Zusätzliche Dynamik entsteht durch Buhls Verwendung von Effektlack, der eine
eigenwillige optische Wirkung erzeugt ( es ist sicherlich kein Zufall, dass Effektlack
vorwiegend in der Autoindustrie Verwendung findet – dort also, wo es häufig auf
Geschwindigkeit und Dynamik ankommt, wo die Zukunft wichtiger ist als die
Gegenwart). Die spiegelnden, glitzernden Oberflächen reflektieren das Licht und
teilweise auch ihre Umgebung. Für den Betrachter scheint sich die Farbigkeit je nach
seinem eigenen Standpunkt kontinuierlich zu verändern. Durch den Speziallack
scheinen die biomorphen Gebilde zu fließen und sich ständig zu wandeln. Doch
paradoxerweise setzen sich Buhls Werke gleichzeitig durch den Effektlack vom
Organischen ab, denn auch wenn sie hier und da in der Natur vorkommt –
beispielsweise bei bestimmten Gattungen von Schmetterlingen und Käfern, aber auch
bei manchen exotischen Fischen –, weckt die metallisch schimmernde Farbigkeit im
Zusammenklang mit der Formgebung eher Assoziationen zu Hightech und
ScienceFiction. Wenn sie überhaupt von dieser Erde sind, dann handelt es sich um
eine zukünftige Erde, die noch nicht als solche existiert. Auch sie ist also noch im
Werden.

 

Gelegentlich wirken die glitzernden Oberflächen der Plastiken von Ulrike Buhl brüchig –
wenn die Oberflächen nicht so fließend anmuten würden, könnte man fast meinen, sie
wären spröde. Durch diese »Makel« in den sonst so perfekten Oberflächen wird der
prozesshafte Charakter der Werke weiter betont. Risse, Spalten und Lücken sind
vielleicht als Zeugnisse der noch stattfindenden Metamorphose der künstlichen
Geschöpfe zu verstehen; so also ob sie im Begriff wären, sich zu häuten. Sie scheinen
förmlich aus sich selbst heraus zu platzen.

 

Alles ist im Fluss – und doch bleibt etwas.
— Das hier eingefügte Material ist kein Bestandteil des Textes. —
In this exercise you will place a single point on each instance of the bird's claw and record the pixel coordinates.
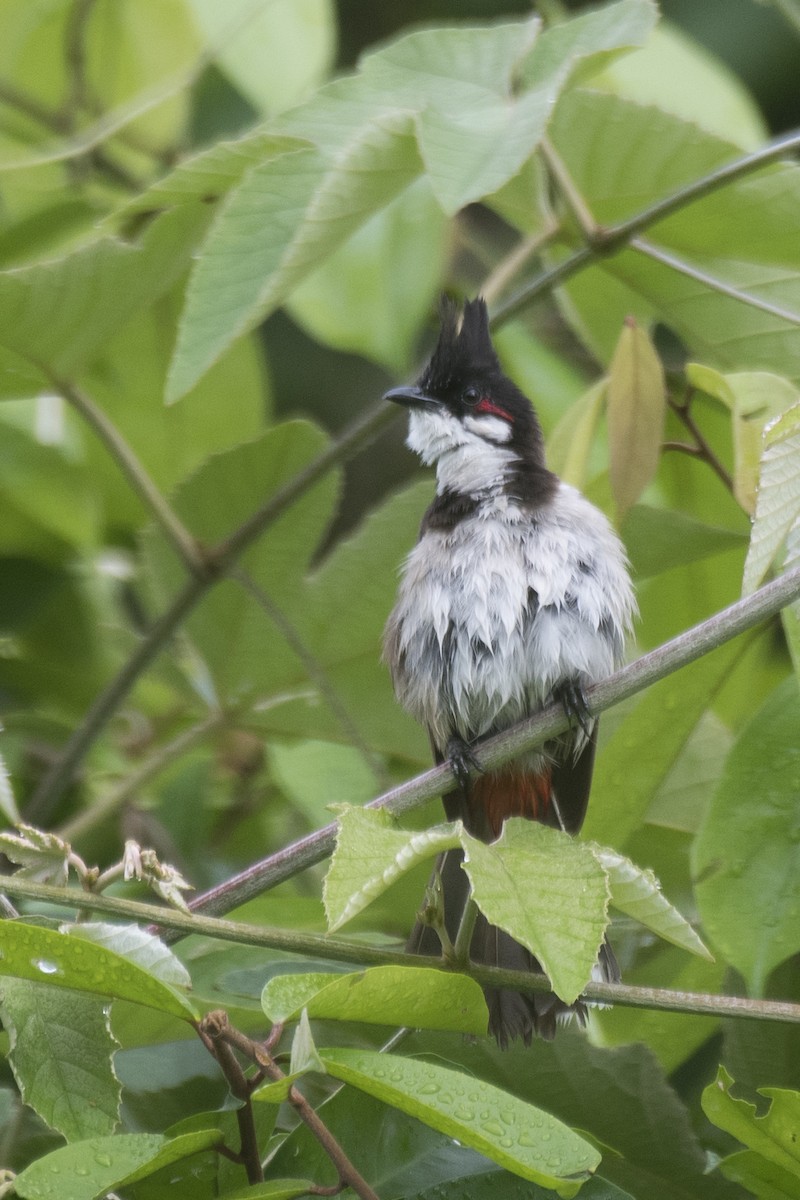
(573, 701)
(462, 761)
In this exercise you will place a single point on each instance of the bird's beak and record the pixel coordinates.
(413, 397)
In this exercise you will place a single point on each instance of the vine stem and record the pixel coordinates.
(319, 946)
(220, 559)
(222, 1033)
(692, 645)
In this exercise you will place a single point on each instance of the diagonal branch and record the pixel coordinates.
(611, 239)
(518, 739)
(356, 436)
(319, 946)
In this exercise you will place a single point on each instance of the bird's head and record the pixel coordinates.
(467, 415)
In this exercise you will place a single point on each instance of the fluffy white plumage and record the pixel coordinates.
(495, 613)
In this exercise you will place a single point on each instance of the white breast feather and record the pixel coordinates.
(470, 657)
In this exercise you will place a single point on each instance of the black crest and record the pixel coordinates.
(463, 351)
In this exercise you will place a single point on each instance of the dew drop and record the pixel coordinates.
(46, 966)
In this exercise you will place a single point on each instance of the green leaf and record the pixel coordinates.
(210, 174)
(548, 892)
(61, 313)
(765, 1180)
(371, 295)
(746, 857)
(753, 399)
(777, 504)
(636, 892)
(660, 539)
(674, 1038)
(274, 1189)
(229, 629)
(7, 803)
(61, 1051)
(774, 1135)
(274, 228)
(619, 1098)
(746, 234)
(86, 1170)
(570, 444)
(317, 775)
(507, 1131)
(414, 996)
(672, 71)
(275, 54)
(371, 853)
(136, 945)
(648, 742)
(637, 406)
(590, 40)
(29, 952)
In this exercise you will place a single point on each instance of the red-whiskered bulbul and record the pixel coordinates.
(516, 594)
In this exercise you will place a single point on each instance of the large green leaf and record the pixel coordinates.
(746, 234)
(42, 955)
(235, 637)
(546, 889)
(746, 857)
(637, 893)
(371, 295)
(647, 743)
(284, 217)
(404, 996)
(619, 1098)
(274, 53)
(518, 1137)
(777, 504)
(771, 1138)
(371, 853)
(61, 1051)
(61, 313)
(127, 382)
(86, 1170)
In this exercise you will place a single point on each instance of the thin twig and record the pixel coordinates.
(217, 1026)
(319, 946)
(510, 267)
(136, 474)
(212, 1035)
(570, 191)
(613, 238)
(644, 246)
(114, 799)
(701, 449)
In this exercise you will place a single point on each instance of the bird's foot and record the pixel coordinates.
(573, 701)
(462, 761)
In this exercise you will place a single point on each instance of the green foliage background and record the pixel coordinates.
(216, 250)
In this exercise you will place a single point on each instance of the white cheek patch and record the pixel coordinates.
(431, 433)
(493, 429)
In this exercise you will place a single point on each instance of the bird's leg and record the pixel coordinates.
(573, 701)
(462, 760)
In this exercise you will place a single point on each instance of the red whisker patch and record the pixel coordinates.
(487, 406)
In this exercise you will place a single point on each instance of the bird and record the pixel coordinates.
(517, 594)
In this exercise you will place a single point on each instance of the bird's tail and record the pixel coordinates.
(512, 1014)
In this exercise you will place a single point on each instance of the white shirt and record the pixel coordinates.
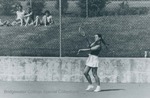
(20, 14)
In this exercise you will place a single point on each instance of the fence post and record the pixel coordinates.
(60, 22)
(87, 8)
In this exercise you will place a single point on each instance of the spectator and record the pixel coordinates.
(29, 17)
(46, 19)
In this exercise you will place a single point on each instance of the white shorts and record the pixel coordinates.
(92, 61)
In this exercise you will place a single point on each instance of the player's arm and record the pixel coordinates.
(106, 45)
(89, 49)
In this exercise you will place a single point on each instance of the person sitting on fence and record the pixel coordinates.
(29, 17)
(46, 19)
(20, 16)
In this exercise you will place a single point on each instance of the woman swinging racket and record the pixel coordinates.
(93, 61)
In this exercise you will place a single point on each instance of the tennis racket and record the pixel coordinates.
(81, 31)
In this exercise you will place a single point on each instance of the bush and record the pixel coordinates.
(8, 6)
(124, 9)
(64, 5)
(94, 7)
(37, 6)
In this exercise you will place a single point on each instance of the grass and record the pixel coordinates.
(128, 36)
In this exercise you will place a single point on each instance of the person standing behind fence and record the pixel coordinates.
(29, 17)
(93, 61)
(46, 19)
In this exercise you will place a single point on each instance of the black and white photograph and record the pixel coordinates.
(74, 48)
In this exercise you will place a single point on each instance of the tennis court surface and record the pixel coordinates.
(71, 90)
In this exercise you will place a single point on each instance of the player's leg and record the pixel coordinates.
(37, 21)
(97, 80)
(27, 21)
(86, 74)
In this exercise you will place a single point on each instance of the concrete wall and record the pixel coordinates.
(124, 70)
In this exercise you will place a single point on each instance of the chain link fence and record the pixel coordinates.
(127, 34)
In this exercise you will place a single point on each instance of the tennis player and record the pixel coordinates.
(93, 61)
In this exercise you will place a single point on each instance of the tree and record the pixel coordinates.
(64, 5)
(8, 6)
(94, 7)
(37, 6)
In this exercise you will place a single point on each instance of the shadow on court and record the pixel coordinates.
(72, 90)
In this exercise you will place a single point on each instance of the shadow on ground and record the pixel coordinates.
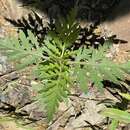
(93, 10)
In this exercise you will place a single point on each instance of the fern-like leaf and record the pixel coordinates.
(24, 51)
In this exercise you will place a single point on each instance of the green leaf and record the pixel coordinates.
(125, 95)
(113, 125)
(83, 80)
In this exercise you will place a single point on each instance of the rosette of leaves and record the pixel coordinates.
(58, 65)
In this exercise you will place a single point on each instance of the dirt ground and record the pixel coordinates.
(118, 23)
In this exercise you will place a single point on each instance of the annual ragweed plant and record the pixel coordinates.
(58, 64)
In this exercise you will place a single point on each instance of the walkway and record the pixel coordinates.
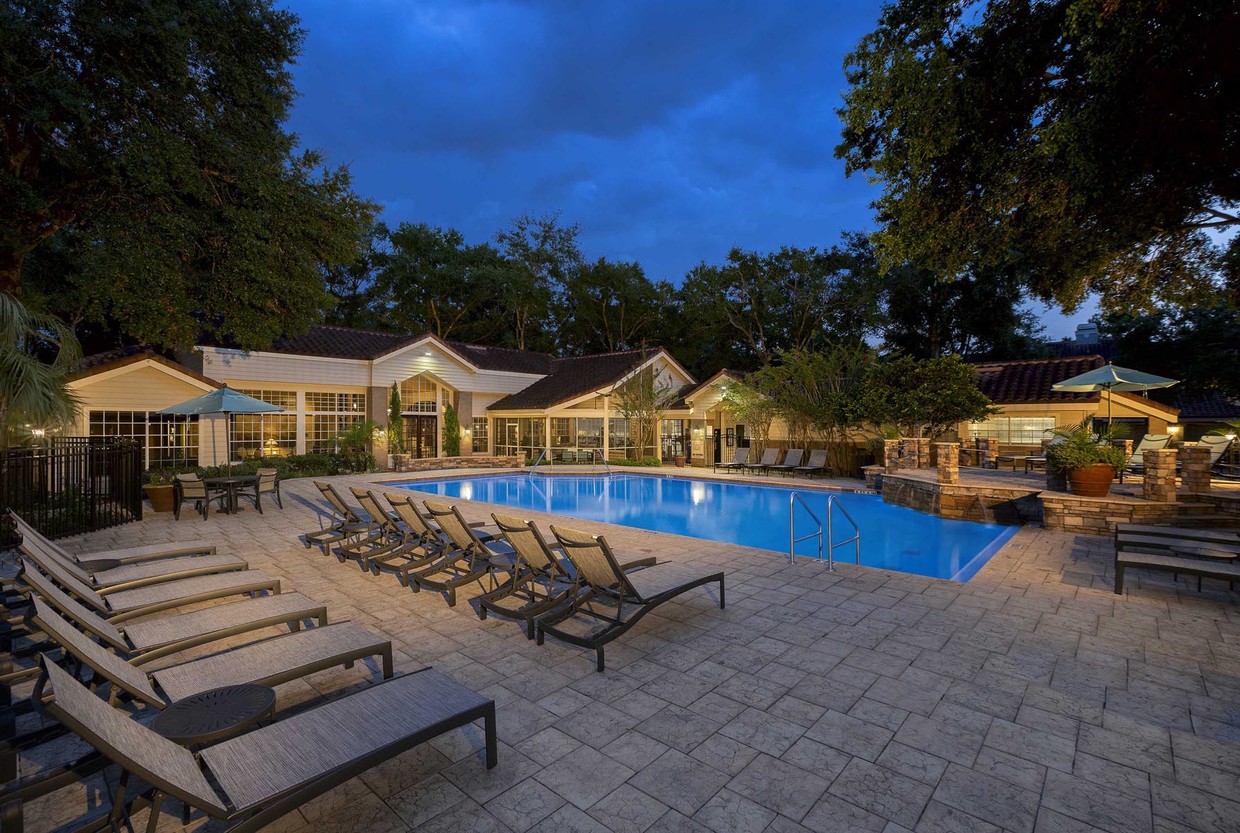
(1032, 698)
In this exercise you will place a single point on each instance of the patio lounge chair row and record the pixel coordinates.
(584, 596)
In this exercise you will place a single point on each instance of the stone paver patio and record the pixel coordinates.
(1029, 699)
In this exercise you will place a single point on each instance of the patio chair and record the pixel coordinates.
(256, 779)
(164, 635)
(466, 559)
(341, 522)
(739, 461)
(538, 584)
(603, 581)
(791, 460)
(190, 489)
(268, 662)
(122, 605)
(770, 456)
(268, 484)
(124, 577)
(817, 464)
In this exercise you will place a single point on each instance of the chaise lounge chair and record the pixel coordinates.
(538, 584)
(603, 581)
(817, 464)
(265, 774)
(268, 662)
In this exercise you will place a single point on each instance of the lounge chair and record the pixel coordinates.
(739, 461)
(468, 558)
(110, 577)
(341, 522)
(538, 584)
(817, 464)
(268, 662)
(122, 605)
(770, 456)
(263, 775)
(164, 635)
(603, 581)
(268, 484)
(791, 460)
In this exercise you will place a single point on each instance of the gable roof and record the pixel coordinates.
(1029, 381)
(574, 377)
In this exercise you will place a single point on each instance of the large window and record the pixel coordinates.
(265, 435)
(170, 441)
(1017, 430)
(329, 414)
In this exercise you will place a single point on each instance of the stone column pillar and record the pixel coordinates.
(949, 462)
(1158, 482)
(1197, 467)
(892, 455)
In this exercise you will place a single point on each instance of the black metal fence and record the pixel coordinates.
(72, 485)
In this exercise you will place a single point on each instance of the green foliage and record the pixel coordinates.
(396, 422)
(161, 196)
(1083, 141)
(451, 431)
(1080, 446)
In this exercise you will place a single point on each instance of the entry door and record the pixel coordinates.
(420, 436)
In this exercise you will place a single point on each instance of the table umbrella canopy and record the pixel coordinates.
(1111, 377)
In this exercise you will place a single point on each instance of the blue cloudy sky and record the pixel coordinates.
(670, 132)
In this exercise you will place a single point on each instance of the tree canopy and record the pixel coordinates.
(1086, 143)
(149, 184)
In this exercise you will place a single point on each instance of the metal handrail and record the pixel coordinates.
(541, 455)
(832, 503)
(792, 541)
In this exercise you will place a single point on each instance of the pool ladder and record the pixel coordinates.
(831, 543)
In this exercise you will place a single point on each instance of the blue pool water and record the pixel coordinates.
(892, 537)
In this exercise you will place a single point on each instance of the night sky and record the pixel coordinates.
(668, 132)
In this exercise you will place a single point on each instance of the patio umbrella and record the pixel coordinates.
(225, 401)
(1110, 377)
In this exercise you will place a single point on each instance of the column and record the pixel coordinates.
(949, 462)
(1197, 467)
(1158, 482)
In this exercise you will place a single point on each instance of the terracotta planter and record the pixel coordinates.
(1094, 481)
(161, 497)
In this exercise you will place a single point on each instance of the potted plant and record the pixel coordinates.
(158, 485)
(1086, 458)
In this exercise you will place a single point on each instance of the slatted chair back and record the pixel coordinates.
(73, 610)
(339, 507)
(594, 560)
(94, 656)
(166, 766)
(528, 544)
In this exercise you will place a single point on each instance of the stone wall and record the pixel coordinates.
(434, 464)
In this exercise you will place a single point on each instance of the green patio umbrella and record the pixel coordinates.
(1111, 377)
(225, 401)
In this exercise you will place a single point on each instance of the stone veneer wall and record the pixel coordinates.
(433, 464)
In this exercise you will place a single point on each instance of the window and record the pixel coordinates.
(479, 434)
(1019, 430)
(330, 414)
(265, 435)
(169, 441)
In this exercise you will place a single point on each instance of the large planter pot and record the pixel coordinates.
(161, 497)
(1094, 481)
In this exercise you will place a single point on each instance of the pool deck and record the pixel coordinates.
(1029, 699)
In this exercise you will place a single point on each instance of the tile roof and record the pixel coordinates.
(1029, 381)
(574, 377)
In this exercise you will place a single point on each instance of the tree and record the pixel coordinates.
(540, 254)
(146, 141)
(1085, 141)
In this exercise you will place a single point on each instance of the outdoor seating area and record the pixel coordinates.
(888, 700)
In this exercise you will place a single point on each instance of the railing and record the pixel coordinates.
(72, 485)
(792, 541)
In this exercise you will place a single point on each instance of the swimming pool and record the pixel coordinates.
(892, 537)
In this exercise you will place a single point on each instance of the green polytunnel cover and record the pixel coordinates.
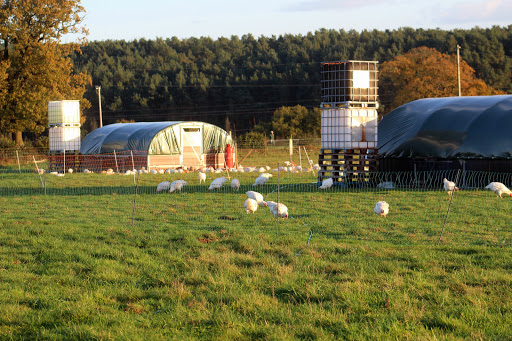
(157, 138)
(450, 127)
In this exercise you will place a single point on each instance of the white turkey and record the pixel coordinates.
(250, 205)
(177, 185)
(260, 180)
(217, 183)
(163, 186)
(386, 185)
(235, 184)
(498, 188)
(256, 196)
(449, 186)
(278, 210)
(327, 183)
(382, 208)
(202, 177)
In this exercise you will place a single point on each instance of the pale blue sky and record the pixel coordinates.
(135, 19)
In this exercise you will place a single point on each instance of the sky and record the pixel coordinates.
(151, 19)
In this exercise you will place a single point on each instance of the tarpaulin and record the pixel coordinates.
(449, 127)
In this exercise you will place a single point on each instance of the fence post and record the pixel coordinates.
(310, 162)
(291, 149)
(38, 172)
(277, 217)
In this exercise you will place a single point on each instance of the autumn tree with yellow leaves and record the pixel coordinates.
(35, 66)
(424, 73)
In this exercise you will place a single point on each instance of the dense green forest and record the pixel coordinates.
(238, 82)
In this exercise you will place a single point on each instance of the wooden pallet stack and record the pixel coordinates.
(347, 165)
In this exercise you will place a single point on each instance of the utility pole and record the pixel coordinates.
(98, 89)
(458, 68)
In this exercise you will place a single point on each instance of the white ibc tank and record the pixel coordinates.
(64, 138)
(64, 112)
(349, 128)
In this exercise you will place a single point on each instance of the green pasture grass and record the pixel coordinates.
(82, 263)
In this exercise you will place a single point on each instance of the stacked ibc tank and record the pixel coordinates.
(349, 120)
(64, 124)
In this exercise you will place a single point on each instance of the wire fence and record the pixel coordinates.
(421, 211)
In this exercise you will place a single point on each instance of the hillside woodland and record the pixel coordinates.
(239, 82)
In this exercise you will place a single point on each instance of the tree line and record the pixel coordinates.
(238, 82)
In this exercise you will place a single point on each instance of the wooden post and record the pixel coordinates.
(133, 167)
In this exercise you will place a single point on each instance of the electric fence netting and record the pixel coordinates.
(420, 210)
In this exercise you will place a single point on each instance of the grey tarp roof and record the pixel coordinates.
(157, 138)
(450, 127)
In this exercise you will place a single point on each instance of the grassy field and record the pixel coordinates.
(101, 258)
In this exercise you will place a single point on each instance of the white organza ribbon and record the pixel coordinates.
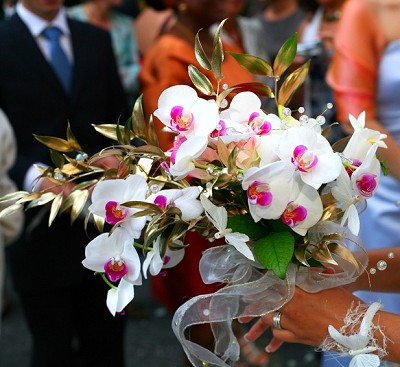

Es sind die ihnen innewohnenden
Widersprüche, die Buhls Plastiken so überaus faszinierend machen. Mikrokosmos und
Makrokosmos, Kunst und Wissenschaft bzw. Technologie, Urwesen und Kreaturen aus
der entfernten Zukunft, halb Organismus und halb Hightech. Sie befinden sich in einem
unaufhörlichen Zustand des Werdens, und doch sind sie vollendet. Aber genau das
macht sie aus – und genau das bestätigt ihre enge Verwandtschaft mit der
Heraklitischen Lehre, die eine Einheit aller Dinge – also auch der Widersprüche und des
Unerklärlichen – postuliert. Aus allem eins und aus einem alles. Man darf auf die weitere
Entwicklung der Buhlschen Kosmogonie gespannt sein.